To the battlements, freedom fighters. Your new cause is here, your sense of purpose renewed. The Man is trying to prevent sexual relations between adults and consenting bicycles. Let us rouse ourselves and ride into battle. Wipe the seat first.
The facts: on Nov. 14 in the small Scottish town of Ayr, Robert Stewart, 51, pled guilty to a charge of sexually aggravated breach of the peace. Stewart, who had been staying in Ayr's Aberley House Hostel, was caught by cleaning staff in the act of having, or at least simulating, a sex act with his bicycle.
Prosecutor Gail Davidson told Ayr Sheriff Court: "They knocked on the door several times and there was no reply. They used a master key to unlock the door and they then observed the accused wearing only a white t-shirt, naked from the waist down. The accused was holding the bike and moving his hips back and forth as if to simulate sex."

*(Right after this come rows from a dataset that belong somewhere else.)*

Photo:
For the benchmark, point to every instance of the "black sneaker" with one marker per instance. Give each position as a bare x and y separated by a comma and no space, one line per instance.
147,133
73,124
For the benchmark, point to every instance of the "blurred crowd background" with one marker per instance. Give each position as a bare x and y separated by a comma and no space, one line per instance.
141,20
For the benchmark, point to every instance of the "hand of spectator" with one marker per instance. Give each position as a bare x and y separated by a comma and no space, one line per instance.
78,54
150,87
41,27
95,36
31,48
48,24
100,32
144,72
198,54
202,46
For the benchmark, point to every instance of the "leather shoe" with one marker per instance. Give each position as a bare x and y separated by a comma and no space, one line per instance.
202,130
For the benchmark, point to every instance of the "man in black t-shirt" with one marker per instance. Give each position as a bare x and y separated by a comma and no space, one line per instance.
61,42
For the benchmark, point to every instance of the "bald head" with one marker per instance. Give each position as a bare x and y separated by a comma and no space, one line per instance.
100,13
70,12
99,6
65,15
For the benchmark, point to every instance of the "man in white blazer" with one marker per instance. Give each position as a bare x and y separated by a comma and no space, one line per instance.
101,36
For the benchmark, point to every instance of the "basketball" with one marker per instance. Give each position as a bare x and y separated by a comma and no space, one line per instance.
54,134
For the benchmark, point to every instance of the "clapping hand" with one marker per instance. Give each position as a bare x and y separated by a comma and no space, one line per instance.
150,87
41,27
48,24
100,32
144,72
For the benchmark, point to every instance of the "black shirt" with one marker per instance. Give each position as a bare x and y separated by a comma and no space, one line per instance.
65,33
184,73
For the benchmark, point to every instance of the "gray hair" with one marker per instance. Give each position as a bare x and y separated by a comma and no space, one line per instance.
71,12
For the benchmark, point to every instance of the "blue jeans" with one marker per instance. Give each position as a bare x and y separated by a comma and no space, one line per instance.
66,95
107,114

The scandalized staffers informed management. Police were summoned. After pleading guilty, Stewart was placed on the Sex Offenders Register for three years. Local bicycles are once more free to wait at the curb, safe in the knowledge that should they be stolen it will only be for the purposes of transportation. As a registered sex offender, Stewart will probably be forced to travel on no less than four wheels, and to stay well clear of the Tour de France.
You into three wheelers?
I know what you're thinking. Yes, I do. You're thinking, "This case is British. I needn't worry about the potential infringement of my freedoms that it so clearly represents."
Nonsense. Same Commonwealth, my complacent friends. How long will it be before this draconian precedent crosses the pond? There may well be dark times ahead for Canadian bi-sexuals.

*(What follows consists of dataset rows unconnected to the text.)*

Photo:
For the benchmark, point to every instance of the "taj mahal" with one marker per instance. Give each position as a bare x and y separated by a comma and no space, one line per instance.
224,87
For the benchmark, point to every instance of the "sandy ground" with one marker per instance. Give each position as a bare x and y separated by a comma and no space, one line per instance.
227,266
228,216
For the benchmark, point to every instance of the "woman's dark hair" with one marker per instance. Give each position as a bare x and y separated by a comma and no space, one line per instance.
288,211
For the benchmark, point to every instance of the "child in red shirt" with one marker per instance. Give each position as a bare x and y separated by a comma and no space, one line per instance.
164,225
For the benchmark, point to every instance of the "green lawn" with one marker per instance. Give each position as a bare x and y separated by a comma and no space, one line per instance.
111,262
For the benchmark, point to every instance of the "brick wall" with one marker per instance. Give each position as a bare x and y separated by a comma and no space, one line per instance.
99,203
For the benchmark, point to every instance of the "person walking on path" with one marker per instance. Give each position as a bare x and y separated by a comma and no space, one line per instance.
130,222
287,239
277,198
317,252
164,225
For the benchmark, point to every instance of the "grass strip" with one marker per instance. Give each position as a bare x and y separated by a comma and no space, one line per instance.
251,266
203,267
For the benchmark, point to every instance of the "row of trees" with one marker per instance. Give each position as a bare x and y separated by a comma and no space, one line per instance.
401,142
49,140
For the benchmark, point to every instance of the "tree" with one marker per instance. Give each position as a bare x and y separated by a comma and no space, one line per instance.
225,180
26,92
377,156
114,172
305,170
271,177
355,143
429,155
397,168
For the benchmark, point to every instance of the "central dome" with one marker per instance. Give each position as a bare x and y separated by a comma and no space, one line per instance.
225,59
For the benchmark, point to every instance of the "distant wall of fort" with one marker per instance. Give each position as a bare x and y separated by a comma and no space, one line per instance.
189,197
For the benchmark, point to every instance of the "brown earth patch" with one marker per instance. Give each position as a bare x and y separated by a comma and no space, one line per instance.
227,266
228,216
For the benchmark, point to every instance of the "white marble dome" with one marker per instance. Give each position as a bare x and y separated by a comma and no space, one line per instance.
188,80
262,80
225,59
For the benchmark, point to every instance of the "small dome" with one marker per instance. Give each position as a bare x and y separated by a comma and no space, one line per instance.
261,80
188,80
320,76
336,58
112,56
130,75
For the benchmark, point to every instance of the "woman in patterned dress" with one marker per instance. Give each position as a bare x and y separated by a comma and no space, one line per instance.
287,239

And bike-sexuals too. You can see the confusion. If sex with bikes is wrong, the resulting laws could cast a very wide net indeed. Identifying oneself as "bi" will be enough. And God help those who express interest in a ménage a trios -- vice cops will surely assume there's a helpless tricycle involved. A tricycle, for God's sake. They'll hit you hard, sicko.
These issues, while crucially important, can only be faced once you stop distracting yourself with questions about how a man can have sex with a bike. It's simple. It has to be. I am not sure how it is simple. But it must be easy. In fact once you figure it out, it's probably like riding a bike. A lot like. The seat must be involved -- maybe Stewart's model had the banana type? Or maybe a hollow piece of frame. You'd like me to stop speculating now, perhaps? Fine. Let's return to the bigger issues.
Put up your mitts
Particularly disturbing was the fact that Mr. Stewart was behind a locked door in his own rented accommodation when the offence occurred. This sort of intrusion is frightening indeed. Soon no mature adult will be free to engage in sexual congress with a favourite kitchen appliance. Say goodbye to your laundry day trysts leaning against that warm, vibrating dryer. Write a Dear John letter to your favourite oven mitt. It's over.
Interestingly, Stewart told authorities the bike-boinking incident was the result of too much drink and a "misunderstanding." What sort of misunderstanding would that be? Testimony from the bicycle would certainly clear up the issue of consent.
Mistaken identity is another possibility. Many a traveler has been falsely seduced, like Odysseus with the Sirens. A squeeze of the horn producing a seductive, eager little honk -- it is love's sweet song.
People used to say, "Sure, and if my Grandma had wheels, she'd be a streetcar." Or if my best girl had wheels she could be rather cute, n'est-ce pas? Who is to judge, especially where martinis are involved? Mr. Stewart's bicycle may well have led him on, that round-heeled little temptress. Pretty fast, I hear.
Is it wrong to love your bicycle? Naturally not. Mounting one's bike should not be illegal. It is necessary. We need more bikes on the road. This may be the way to make them.
But I hope the spokes weren't involved. Because that would just be sick.